Why MFA May Not Be Securing Your Accounts Anymore

April 11, 2024

Increasingly organizations are becoming victims of phishing campaigns designed to bypass Multi-Factor Authentication (MFA) in Microsoft 365, Google, Adobe, Docusign, and other secure services. Sophisticated techniques have become increasingly easy and common for cybercriminals to acquire and deploy. These new MFA bypass capabilities are limiting the effectiveness of Multi-Factor Authentication and requiring users to re-emphasize their basic phishing and security awareness training to be able to spot phishing and suspicious emails.

How is MFA Bypassed on Secure Accounts?

The simplest explanation for how MFA is being bypassed on these secure platforms is that cybercriminals are using proxy servers and middleware to not only capture phished credentials from unsuspecting users, but also to piggy-back the MFA data the user sends to authenticate the bad actor into the secure account. Once the bad actor has gained access to the compromised user session, they add additional MFA devices to the now compromised account to authenticate themselves back in at any future time.

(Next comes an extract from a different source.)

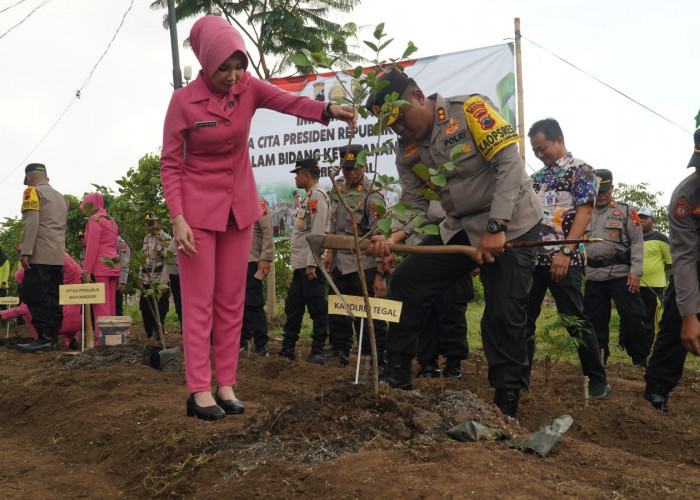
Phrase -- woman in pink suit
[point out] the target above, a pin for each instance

Here are 4 ways cybercriminals bypass MFA

  1. Use of Phishing Toolkits: Attackers use phishing toolkits like EvilProxy and Tycoon 2FA that employ reverse-proxy tactics to bypass MFA. These toolkits provide a simple GUI to run and manage their campaigns.
  2. Targeting Specific Roles: Attackers are improving their techniques and even filtering compromised targets by their organizational roles in an automated manner. For instance, out of hundreds of accounts accessed by attackers, 39% were C-level executives, 17% were chief financial officers, and 9% were presidents and CEOs.
  3. Impersonating Trusted Services: The phishing messages masquerade as automated emails generated by trusted services or applications such as business expense management system Concur, DocuSign, and Adobe Sign.
  4. Stealing Session Cookies: In Tycoon 2FA attacks, the threat actor steals session cookies by using a reverse proxy server hosting the phishing web page, which intercepts the victim’s input and relays them to the legitimate service. Once the user completes the MFA challenge, and the authentication is successful, the server in the middle captures session cookies. This way, the attacker can replay a user’s session and bypass MFA mechanisms.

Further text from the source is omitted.